The review of Land and Buildings Transaction Tax (LBTT) says the SNP’s methodology is not robust enough to make proper predictions for how much revenue will be raised.
LBTT which replaced stamp duty after the power was devolved to Holyrood in April 2015 uses a graduated tax rate for properties.
Rising LBTT percentages apply with properties worth up to £145,00 not paying any LBTT while those in the highest price range of over £750,000 pay 12 per cent.
London-based Alma Economics’ study ‘A Review of Tax Revenue Forecasting Models for the Scottish Housing Market’ described the methodology used by ministers as “ill-suited for scenario analysis and fiscal impact costing”
Earlier this year, it was revealed the scheme would generate £800 million less than originally thought.
Murdo Fraser, MSP, Scottish Conservative shadow finance secretary, said the SNP has badly misjudged how much it would receive from LBTT changes.
“To have got this wrong to the tune of more than £800 million is nothing short of incompetent.
“Now the experts appointed by the Scottish Government to evaluate this are exposing further embarrassment.
“It’s no wonder the SNP got its sums so badly wrong when the proper modelling wasn’t even in place for making these forecasts.”
Paul Hilton, chief executive officer of the Edinburgh Solicitors’ Property Centre, said LBTT appeared to be discouraging sellers.
“Over the past year, we have seen the market across Scotland has been in favour of the seller, where fewer people are putting their property on the market, resulting in a faster time to sell and an increase in homes selling for over their home report valuation.
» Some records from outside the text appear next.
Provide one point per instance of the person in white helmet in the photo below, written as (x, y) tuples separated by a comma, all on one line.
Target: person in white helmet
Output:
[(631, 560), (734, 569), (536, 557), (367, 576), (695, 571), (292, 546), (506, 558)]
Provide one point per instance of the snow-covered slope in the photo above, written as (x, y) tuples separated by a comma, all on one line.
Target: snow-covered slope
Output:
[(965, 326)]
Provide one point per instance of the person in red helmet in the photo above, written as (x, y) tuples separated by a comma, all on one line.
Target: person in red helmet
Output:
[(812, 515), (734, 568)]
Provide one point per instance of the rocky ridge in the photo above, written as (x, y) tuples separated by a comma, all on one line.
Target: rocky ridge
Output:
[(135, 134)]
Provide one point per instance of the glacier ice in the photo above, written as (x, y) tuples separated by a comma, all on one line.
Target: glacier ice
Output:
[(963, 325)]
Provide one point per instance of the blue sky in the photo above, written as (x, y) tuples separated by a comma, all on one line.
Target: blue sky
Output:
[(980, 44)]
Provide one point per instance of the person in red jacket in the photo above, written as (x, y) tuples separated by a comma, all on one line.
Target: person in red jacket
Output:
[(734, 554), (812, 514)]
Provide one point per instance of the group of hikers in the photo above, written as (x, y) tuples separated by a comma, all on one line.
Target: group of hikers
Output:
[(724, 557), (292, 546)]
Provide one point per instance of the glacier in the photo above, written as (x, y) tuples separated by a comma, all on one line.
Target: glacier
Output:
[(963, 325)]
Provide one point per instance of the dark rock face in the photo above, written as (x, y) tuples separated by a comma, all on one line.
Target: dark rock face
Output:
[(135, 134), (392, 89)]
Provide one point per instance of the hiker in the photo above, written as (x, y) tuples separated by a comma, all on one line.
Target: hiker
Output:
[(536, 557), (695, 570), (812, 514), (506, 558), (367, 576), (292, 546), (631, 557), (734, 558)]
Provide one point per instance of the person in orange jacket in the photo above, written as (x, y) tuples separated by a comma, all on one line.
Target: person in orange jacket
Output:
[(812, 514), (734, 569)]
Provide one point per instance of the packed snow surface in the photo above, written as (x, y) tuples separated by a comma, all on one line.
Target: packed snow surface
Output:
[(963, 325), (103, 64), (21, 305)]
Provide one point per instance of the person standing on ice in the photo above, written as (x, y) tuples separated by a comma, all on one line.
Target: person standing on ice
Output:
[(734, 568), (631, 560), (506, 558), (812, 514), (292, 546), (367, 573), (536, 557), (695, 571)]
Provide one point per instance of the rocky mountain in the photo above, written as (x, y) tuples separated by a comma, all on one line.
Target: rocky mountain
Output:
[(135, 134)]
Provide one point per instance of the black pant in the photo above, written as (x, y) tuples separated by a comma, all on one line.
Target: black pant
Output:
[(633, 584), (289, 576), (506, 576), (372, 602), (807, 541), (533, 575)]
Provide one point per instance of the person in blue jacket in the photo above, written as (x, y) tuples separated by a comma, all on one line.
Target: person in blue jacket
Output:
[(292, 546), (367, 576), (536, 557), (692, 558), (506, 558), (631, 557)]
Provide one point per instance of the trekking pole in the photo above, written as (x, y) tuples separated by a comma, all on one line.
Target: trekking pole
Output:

“Despite the market being in favour of the seller, anecdotal feedback from solicitor estate agents on behalf of their sellers indicates the introduction of LBTT, and the Additional Dwelling supplement in April 2016, are proving to be discouraging to sellers. It seems that sellers are reluctant to list their property for sale as they will have to pay a higher tax charge for properties over £330,000 and might incur the additional dwelling tax, which is payable if the seller buys a new home before they sell their current property.”